A Receita Federal formalizou um pedido à Polícia Federal para assumir a custódia das joias sauditas que teriam como destino o ex-presidente Jair Bolsonaro. Os itens, apreendidos em 2023 no Aeroporto Internacional de Guarulhos, passam agora por um processo fiscal de perdimento, intensificando a apuração sobre a destinação de presentes de alto valor recebidos durante o mandato presidencial. A solicitação integra o inquérito que tramita no Supremo Tribunal Federal (STF), sob a relatoria do ministro Alexandre de Moraes.
Entenda a Apreensão e o Conflito de Versões
A apreensão ocorreu quando membros do governo Bolsonaro tentaram ingressar com os bens no Brasil, sem a devida declaração aduaneira, após uma viagem oficial à Arábia Saudita. As joias, que incluíam um conjunto de diamantes de alto valor, seriam presenteadas ao então presidente e à ex-primeira-dama Michelle Bolsonaro. A Receita Federal detectou a irregularidade na entrada dos bens no país, o que motivou a retenção.
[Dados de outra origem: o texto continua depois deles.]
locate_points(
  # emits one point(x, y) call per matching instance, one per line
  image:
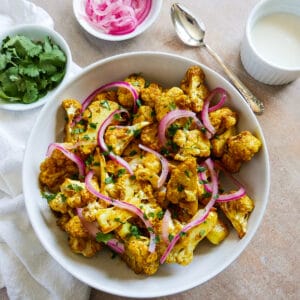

Na época, tanto Michelle Bolsonaro quanto Jair Bolsonaro negaram conhecimento sobre o conteúdo ou o valor dos itens. O ex-presidente, em declaração à imprensa, afirmou que as joias seriam incorporadas ao acervo da Presidência da República e rechaçou qualquer ilegalidade na situação, embora as normas para incorporação de presentes oficiais exijam procedimentos específicos de declaração.
O Processo de Perdimento e Implicações Fiscais
O pedido de custódia pela Receita Federal visa dar andamento ao processo de perdimento fiscal, um procedimento legal que permite à administração pública incorporar ao patrimônio da União bens que não cumpriram as exigências aduaneiras ou que foram objeto de práticas ilícitas. Esse movimento sublinha a determinação das autoridades em garantir a conformidade fiscal e a transparência na gestão de bens recebidos por agentes públicos.
Inquérito e Indiciamentos da Polícia Federal
Em julho de 2024, a Polícia Federal (PF) indiciou Jair Bolsonaro e outras dez pessoas, incluindo auxiliares de seu governo, pelos crimes de peculato, associação criminosa e lavagem de dinheiro. O peculato refere-se ao desvio de bens públicos por um servidor, enquanto a lavagem de dinheiro envolve a ocultação da origem ilícita de valores. A investigação, denominada Operação Lucas 2:22, apontou a existência de um suposto esquema para desviar presentes de alto valor recebidos em viagens oficiais e, posteriormente, vendê-los no exterior.
O caso das joias sauditas, juntamente com outros presentes de alto valor recebidos pelo ex-presidente, continua sob análise no STF, e os recentes desdobramentos, com a Receita Federal avançando no procedimento de perdimento, podem gerar novas consequências judiciais e fiscais para os envolvidos.